Part 10 - Management of Offenders

• Part 10 of the Bill would introduce Serious Violence Reduction Orders (SVROs). Clause 140 grants a police officer an incredibly broad discretion to stop and search an individual subject to a SVRO for the purpose of ascertaining whether the offender has a bladed article or an offensive weapon. A police officer does not need to have reasonable grounds for carrying out the search, and does not need prior authorisation. Clause 140 should be amended to remove this stop and search power. Alternatively, additional safeguards should be inserted into section 342E, such as providing that a stop and search can only take place if a police officer has specified reasonable grounds.

• A SVRO can be imposed by a court where it is satisfied on a balance of probabilities that an offender knew or ought to have known that a bladed article or offensive weapon was going to be used by another person in the commission of the offence; or knew or ought to have known that another person who committed the offence had a bladed article or offensive weapon with them. Again, an "ought to have known" test introduces legal uncertainty. We recognise that there may be legitimate policy concerns that can only be achieved by introducing an "ought to have known" test. The Government should explain exactly what concerns the test is designed to address, and why it is a necessary means of tackling those concerns. If the Government's policy aims can still be met by without the "ought to have known" threshold, then clause 140 should be amended to remove the "ought to have known" test.

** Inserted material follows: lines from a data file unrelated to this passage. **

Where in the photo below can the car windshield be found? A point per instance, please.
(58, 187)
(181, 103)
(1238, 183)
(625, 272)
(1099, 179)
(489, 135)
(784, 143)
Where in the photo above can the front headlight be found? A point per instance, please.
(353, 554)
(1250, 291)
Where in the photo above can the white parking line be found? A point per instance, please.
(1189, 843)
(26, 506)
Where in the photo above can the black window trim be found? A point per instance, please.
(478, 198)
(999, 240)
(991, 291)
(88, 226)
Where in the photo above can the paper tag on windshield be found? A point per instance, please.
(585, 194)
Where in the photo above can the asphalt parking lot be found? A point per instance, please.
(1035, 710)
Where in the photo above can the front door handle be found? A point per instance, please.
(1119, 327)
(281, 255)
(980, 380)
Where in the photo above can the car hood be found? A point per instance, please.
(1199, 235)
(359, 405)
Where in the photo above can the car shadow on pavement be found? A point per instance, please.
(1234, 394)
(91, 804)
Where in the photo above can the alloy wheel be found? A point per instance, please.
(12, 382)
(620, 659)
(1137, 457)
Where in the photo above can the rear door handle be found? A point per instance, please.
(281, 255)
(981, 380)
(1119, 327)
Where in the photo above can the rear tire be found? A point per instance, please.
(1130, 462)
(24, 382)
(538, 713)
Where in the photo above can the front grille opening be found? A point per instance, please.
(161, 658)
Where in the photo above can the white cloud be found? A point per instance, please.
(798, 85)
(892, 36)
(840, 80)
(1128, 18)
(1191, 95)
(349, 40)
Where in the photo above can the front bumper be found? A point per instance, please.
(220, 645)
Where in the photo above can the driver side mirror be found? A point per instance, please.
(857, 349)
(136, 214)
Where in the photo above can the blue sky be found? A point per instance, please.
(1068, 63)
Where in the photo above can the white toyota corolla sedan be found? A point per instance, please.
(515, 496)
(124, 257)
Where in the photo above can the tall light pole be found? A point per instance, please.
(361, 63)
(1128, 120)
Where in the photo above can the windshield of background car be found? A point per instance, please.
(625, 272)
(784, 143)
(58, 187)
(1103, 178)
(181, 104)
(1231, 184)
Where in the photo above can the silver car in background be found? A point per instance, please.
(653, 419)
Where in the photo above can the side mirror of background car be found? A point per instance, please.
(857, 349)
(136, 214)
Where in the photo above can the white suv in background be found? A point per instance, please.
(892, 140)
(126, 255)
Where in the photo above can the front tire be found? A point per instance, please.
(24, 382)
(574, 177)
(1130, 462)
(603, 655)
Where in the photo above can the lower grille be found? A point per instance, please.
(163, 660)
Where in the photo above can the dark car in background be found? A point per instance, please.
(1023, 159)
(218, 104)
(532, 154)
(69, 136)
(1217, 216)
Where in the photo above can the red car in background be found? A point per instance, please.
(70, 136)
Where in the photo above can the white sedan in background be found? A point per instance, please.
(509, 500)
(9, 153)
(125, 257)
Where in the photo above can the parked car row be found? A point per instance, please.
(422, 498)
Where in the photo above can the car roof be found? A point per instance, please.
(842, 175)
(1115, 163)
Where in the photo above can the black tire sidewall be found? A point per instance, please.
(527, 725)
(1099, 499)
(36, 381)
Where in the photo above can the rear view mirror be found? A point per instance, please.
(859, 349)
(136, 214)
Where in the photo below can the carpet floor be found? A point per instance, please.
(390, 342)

Part 12 - Procedures in Courts and Tribunals

• Clause 165 inserts a new provision into the Juries Act 1974 to enable a "13th person" to be brought into the jury deliberation room where a deaf juror requires a British Sign Language interpreter. It is commendable that the Bill enables profoundly deaf people who speak British Sign Language to serve as jurors. However, no provision is made for other individuals with disabilities who require the assistance of a third party in order to serve as a juror. If there is no objective justification for excluding other disabled people who require assistance, then Clause 165 should be amended to empower judges to appoint a third party to provide assistance to any disabled juror in the jury deliberation room.

• The Coronavirus Act 2020 expanded the use of live links in criminal proceedings. Clause 169 makes permanent, and in some cases expands, these temporary provisions. However, the impact of digital hearings on a defendant's right to a fair trial has not been properly assessed. Clause 169 should be amended so that the provisions in the Bill which expand the use of live links cannot be brought into force until a review has been carried out of their impact on access to justice and the right to a fair trial.